DTC has advised us that it is:
| • | | alimited-purpose trust company organized under the New York Banking Law; |
| • | | a “banking organization” within the meaning of the New York Banking Law; |
| • | | a member of the Federal Reserve System; |
| • | | a “clearing corporation” within the meaning of the New York Uniform Commercial Code; and |
| • | | a “clearing agency” registered pursuant to the provisions of Section 17A of the Exchange Act. |
DTC holds securities that its participants deposit with DTC. DTC also facilitates the settlement among its participants of securities transactions, such as transfers and pledges, in deposited securities through electronic computerizedbook-entry changes in participants’ accounts, thereby eliminating the need for physical movement of securities certificates. “Direct participants” in DTC include securities brokers and dealers, including underwriters, banks, trust companies, clearing corporations and other organizations. DTC is a wholly owned subsidiary of The Depository Trust & Clearing Corporation, or DTCC. DTCC is the holding company for DTC, National Securities Clearing Corporation and Fixed Income Clearing Corporation, all of which are registered clearing agencies. DTCC is owned by the users of its regulated subsidiaries. Access to the DTC system is also available to others, which we sometimes refer to as indirect participants that clear through or maintain a custodial relationship with a direct participant, either directly or indirectly. The rules applicable to DTC and its participants are on file with the SEC.
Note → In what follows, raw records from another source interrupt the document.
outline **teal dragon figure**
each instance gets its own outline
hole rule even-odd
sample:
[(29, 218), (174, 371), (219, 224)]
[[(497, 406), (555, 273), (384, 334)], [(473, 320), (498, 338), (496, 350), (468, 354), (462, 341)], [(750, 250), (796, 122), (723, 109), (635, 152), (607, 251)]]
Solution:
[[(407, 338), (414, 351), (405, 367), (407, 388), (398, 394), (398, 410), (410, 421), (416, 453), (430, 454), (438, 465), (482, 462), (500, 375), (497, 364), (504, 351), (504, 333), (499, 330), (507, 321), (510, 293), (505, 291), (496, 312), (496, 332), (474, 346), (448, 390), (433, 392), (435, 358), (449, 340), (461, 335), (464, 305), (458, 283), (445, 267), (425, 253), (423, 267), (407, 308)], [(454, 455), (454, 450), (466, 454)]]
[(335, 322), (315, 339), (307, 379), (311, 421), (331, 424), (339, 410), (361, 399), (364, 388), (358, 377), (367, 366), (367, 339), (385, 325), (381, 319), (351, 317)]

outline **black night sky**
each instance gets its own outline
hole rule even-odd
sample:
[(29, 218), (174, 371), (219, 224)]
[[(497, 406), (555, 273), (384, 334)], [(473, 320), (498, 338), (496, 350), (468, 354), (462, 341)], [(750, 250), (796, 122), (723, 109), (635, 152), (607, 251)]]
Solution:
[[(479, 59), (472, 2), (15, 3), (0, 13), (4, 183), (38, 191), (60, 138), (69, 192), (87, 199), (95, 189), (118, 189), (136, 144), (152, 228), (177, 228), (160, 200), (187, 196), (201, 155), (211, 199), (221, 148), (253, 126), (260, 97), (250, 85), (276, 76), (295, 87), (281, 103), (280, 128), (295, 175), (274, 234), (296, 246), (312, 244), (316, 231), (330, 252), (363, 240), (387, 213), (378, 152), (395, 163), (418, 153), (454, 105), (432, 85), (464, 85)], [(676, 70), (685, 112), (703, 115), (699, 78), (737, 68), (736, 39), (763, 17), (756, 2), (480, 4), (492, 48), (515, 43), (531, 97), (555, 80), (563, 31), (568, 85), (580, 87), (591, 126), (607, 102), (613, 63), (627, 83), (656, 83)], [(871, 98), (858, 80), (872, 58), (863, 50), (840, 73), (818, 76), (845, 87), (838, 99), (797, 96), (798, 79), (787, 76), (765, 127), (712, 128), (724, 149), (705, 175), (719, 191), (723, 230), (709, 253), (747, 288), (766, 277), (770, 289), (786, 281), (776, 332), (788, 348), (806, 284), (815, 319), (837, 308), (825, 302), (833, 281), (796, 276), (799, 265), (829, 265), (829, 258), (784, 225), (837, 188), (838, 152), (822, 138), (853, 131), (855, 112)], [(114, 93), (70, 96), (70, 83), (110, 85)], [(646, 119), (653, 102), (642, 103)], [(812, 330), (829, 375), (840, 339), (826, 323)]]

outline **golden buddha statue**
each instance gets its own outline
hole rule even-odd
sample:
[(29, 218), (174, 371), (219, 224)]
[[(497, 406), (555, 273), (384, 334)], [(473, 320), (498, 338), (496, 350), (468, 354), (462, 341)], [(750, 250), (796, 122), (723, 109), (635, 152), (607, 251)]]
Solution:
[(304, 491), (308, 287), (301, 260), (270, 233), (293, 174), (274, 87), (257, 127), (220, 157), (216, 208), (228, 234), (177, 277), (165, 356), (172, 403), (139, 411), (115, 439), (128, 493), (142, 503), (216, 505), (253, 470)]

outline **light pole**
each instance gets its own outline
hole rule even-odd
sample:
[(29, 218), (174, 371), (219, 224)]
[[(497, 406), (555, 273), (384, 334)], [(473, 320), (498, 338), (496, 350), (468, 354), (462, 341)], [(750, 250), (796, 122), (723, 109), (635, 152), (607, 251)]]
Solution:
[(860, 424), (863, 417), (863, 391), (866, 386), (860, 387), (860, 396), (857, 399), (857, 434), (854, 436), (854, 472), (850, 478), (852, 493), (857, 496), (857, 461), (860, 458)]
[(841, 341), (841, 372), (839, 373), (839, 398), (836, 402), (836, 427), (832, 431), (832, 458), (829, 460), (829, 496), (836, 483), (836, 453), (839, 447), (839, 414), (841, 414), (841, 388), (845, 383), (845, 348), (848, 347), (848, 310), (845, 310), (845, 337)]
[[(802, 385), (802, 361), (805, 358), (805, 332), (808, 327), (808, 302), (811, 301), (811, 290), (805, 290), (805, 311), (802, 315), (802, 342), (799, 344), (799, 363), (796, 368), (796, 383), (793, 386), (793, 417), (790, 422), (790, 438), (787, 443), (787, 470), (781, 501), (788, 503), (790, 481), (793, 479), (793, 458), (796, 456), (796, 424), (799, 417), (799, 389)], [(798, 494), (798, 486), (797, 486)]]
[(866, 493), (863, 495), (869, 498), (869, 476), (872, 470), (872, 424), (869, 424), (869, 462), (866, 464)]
Purchases of securities under the DTC system must be made by or through direct participants, which will receive a credit for the securities on DTC’s records. The ownership interest of the actual purchaser of a security, which we sometimes refer to as a beneficial owner, is in turn recorded on the direct and indirect participants’ records. Beneficial owners of securities will not receive written confirmation from DTC of their purchases. However, beneficial owners are expected to receive written confirmations providing details of their transactions, as well as periodic statements of their holdings, from the direct or indirect participants through which they purchased securities. Transfers of ownership interests in global securities are to be accomplished by entries made on the books of participants acting on behalf of beneficial owners. Beneficial owners will not receive certificates representing their ownership interests in the global securities, except under the limited circumstances described below.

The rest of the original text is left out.